Prolog
Orang bilang, beruntung punya sahabat yang dari kecil sampai tumbuh besar. Apa lagi sahabat lo itu cowok.
Mungkin benar juga, gue udah sahabat sama dia dari zaman imut-imut dan sekarang jadi amit-amit. Dari TK, SD, SMP, SMA yang sama dengan dia. Di tambah kita juga satu unversitas juga.
Dan seperti biasanya gue yang selalu seret dia kalau soal bangun pagi, karena hari ini hari pertama kita ospek di kampus.
“Hernest!!!, bra brak brak” teriak gue kencang, karena kesal ini orang tidur kayak mayat, susah bangunnnya. Dan tenaga gue terbuang sia-sisa buat bangunin dia di kost nya.
Gak lucu kan kalau kita terlambat, karena sekitar kost dia juga banyak mahasiswa baru. Mata mereka seperti melihat gue aneh,
Ya memang aneh, mana ada cewek masuk ke kostan cowok dan bangunin orang, dan lagi energy gue habis buat nahan emosi tunggu satu kunyuk keluar dari dalam sarangnya.
Suara pintu kamar kostnya pun ke buka, “ lo kagak mandi?” tanya gue, karena liat dari mukanya masih penuh iler, walau pun sudah pakai baju putih dan celana hitam lengkap dengan keperluan ospek.

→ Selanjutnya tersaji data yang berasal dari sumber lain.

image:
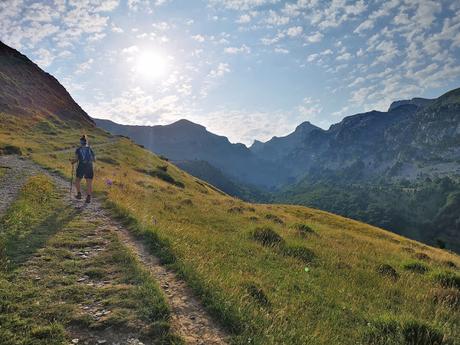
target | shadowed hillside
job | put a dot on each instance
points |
(269, 274)
(26, 90)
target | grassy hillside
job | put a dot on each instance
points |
(272, 274)
(425, 209)
(49, 289)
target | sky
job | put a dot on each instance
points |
(246, 69)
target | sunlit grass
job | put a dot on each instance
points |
(268, 294)
(41, 292)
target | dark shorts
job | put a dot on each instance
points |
(85, 170)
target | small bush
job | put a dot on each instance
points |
(383, 332)
(236, 210)
(303, 229)
(10, 150)
(449, 264)
(274, 218)
(162, 175)
(447, 279)
(299, 252)
(421, 256)
(392, 332)
(187, 202)
(257, 294)
(108, 160)
(387, 271)
(417, 267)
(267, 237)
(417, 333)
(449, 298)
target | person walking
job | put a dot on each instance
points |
(85, 158)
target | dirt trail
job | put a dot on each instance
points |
(188, 317)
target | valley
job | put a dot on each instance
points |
(263, 273)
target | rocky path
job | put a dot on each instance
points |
(188, 317)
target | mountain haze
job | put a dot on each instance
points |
(414, 146)
(266, 274)
(184, 141)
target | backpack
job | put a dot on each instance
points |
(85, 154)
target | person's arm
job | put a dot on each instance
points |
(75, 159)
(93, 155)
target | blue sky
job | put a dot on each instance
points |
(247, 69)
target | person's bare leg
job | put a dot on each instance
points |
(78, 185)
(89, 186)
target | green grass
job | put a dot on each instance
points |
(41, 295)
(264, 294)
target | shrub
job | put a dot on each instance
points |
(421, 256)
(10, 150)
(383, 332)
(162, 175)
(417, 333)
(303, 229)
(257, 294)
(392, 332)
(449, 263)
(274, 218)
(387, 271)
(417, 267)
(299, 252)
(187, 202)
(236, 210)
(108, 160)
(447, 279)
(447, 297)
(267, 237)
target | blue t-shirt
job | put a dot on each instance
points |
(85, 155)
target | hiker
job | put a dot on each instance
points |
(85, 157)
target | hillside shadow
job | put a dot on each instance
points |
(19, 249)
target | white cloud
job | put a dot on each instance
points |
(135, 106)
(236, 50)
(344, 57)
(241, 4)
(275, 19)
(281, 51)
(220, 71)
(294, 31)
(198, 38)
(244, 19)
(316, 37)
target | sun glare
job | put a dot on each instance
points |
(151, 65)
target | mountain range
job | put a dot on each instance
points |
(163, 257)
(414, 144)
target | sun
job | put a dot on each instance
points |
(151, 65)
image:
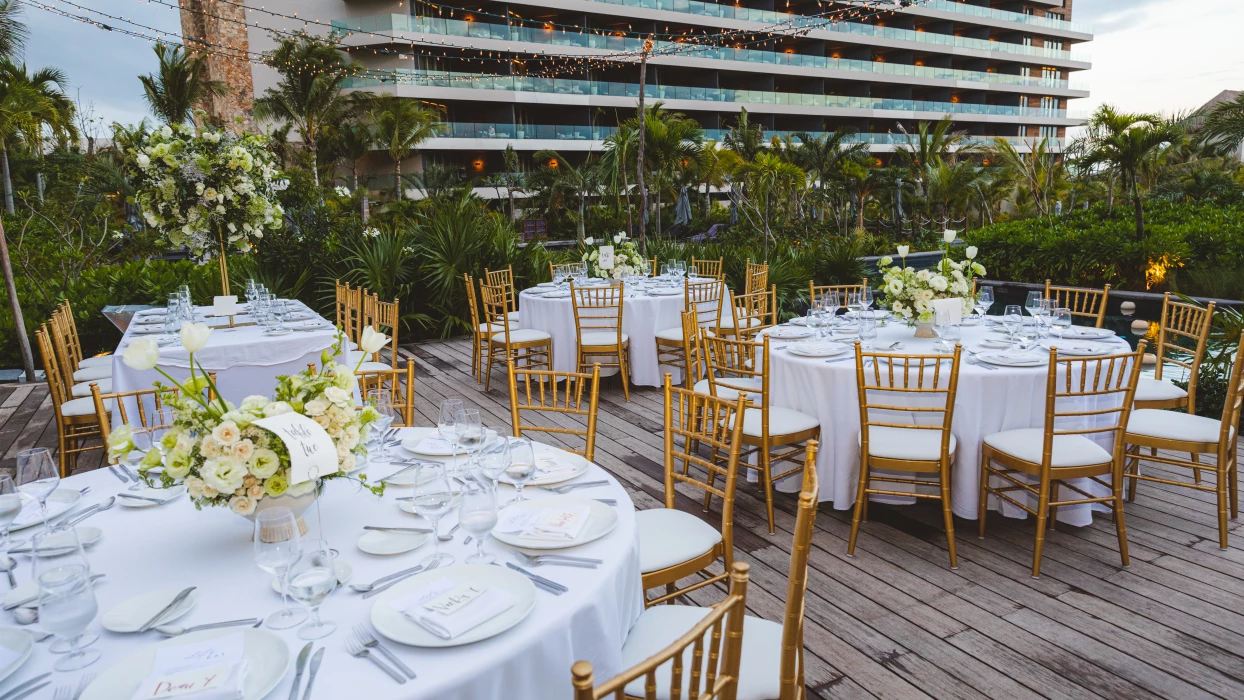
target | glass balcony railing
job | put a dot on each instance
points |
(533, 35)
(570, 86)
(570, 132)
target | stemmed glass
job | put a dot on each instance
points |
(66, 596)
(276, 550)
(311, 583)
(432, 500)
(478, 516)
(37, 476)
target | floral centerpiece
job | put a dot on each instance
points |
(627, 260)
(207, 188)
(911, 292)
(215, 449)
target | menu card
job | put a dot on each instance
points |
(209, 669)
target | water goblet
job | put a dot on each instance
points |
(276, 550)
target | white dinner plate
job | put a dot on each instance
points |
(387, 543)
(59, 502)
(19, 642)
(600, 522)
(398, 628)
(268, 659)
(1008, 359)
(132, 614)
(815, 348)
(162, 494)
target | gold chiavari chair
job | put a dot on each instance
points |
(816, 294)
(709, 267)
(917, 386)
(598, 330)
(1084, 302)
(381, 316)
(556, 393)
(1061, 451)
(704, 434)
(704, 301)
(709, 653)
(1194, 435)
(75, 418)
(505, 279)
(526, 347)
(773, 653)
(766, 429)
(398, 382)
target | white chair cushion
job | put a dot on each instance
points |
(83, 389)
(90, 373)
(661, 626)
(1069, 450)
(672, 335)
(82, 407)
(906, 443)
(729, 388)
(523, 336)
(781, 422)
(1150, 389)
(101, 361)
(1171, 425)
(602, 338)
(669, 537)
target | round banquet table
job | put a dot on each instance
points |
(988, 400)
(643, 316)
(174, 546)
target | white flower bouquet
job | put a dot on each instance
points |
(215, 449)
(207, 188)
(911, 292)
(627, 260)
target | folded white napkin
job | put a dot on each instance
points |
(482, 604)
(213, 669)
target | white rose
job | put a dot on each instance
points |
(143, 353)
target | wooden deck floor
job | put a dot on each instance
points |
(895, 621)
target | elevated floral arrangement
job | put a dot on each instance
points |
(215, 449)
(911, 292)
(627, 260)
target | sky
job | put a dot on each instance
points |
(1147, 55)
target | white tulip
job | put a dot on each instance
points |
(194, 336)
(372, 341)
(142, 353)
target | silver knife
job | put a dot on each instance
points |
(14, 693)
(177, 599)
(297, 670)
(315, 667)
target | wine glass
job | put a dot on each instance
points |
(66, 596)
(432, 500)
(37, 476)
(311, 582)
(523, 465)
(478, 516)
(276, 550)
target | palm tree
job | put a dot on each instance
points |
(402, 124)
(309, 96)
(179, 85)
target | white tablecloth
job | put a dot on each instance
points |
(246, 361)
(988, 402)
(174, 546)
(643, 316)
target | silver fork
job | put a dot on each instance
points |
(357, 650)
(367, 639)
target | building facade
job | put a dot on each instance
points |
(998, 67)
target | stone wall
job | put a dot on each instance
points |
(220, 26)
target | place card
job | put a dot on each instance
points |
(311, 450)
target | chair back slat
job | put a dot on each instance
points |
(552, 394)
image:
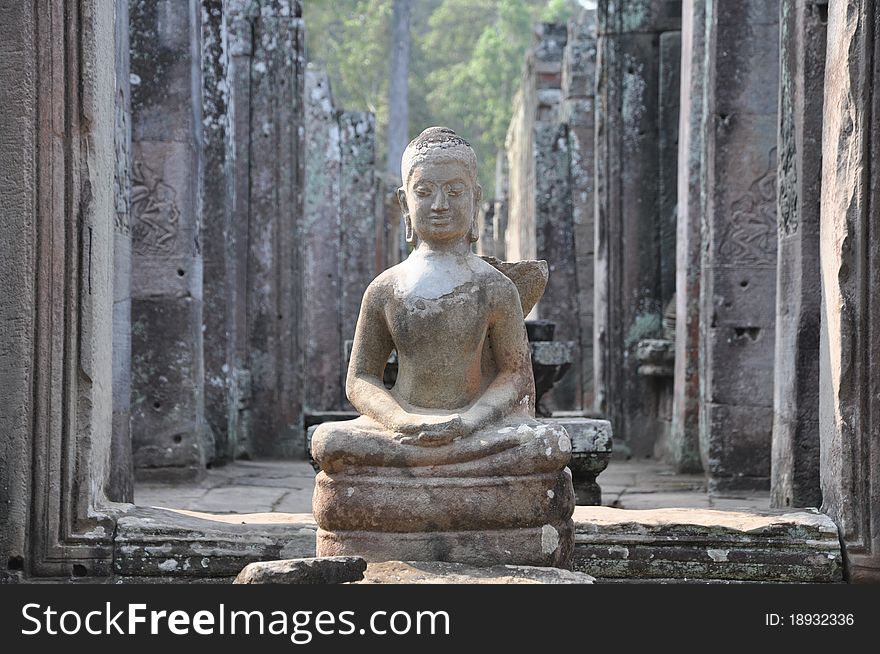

Dia cuman menggelakan kepalanya.
“isshh,” desis gue, tetapi walau gak mandi masih keliatan cakep,
“wangi tau ola, nih cium” dia angkat keteknya dan langsung deketin ke muka gue.. nih anak emang songgong. Mentang-mentang dia tinggi dan gue cuman seketeknya dia.
Gue langsung melangkah cepat, karena gak lucu kalau harus kena hukuman karena terlambat tungguin tuh anak.
Jarak dari kost dia gak jauh, di belakang kampus. Tetapi tetap lebih jauh dari kost gue. Maklum lah kost yang mahal sama yang murah itu sudah ketauan dari jarak yang harus di tempuh.
Apa lagi ini kampus salah satu universitas terbaik di negeri ini.
Dan akhirnya udah kelihatan pintu gerbang kampus yang masih terbuka setengah. Beberapa kakak kelas cewek menunggu sambil dikit demi sedikit menutupnya.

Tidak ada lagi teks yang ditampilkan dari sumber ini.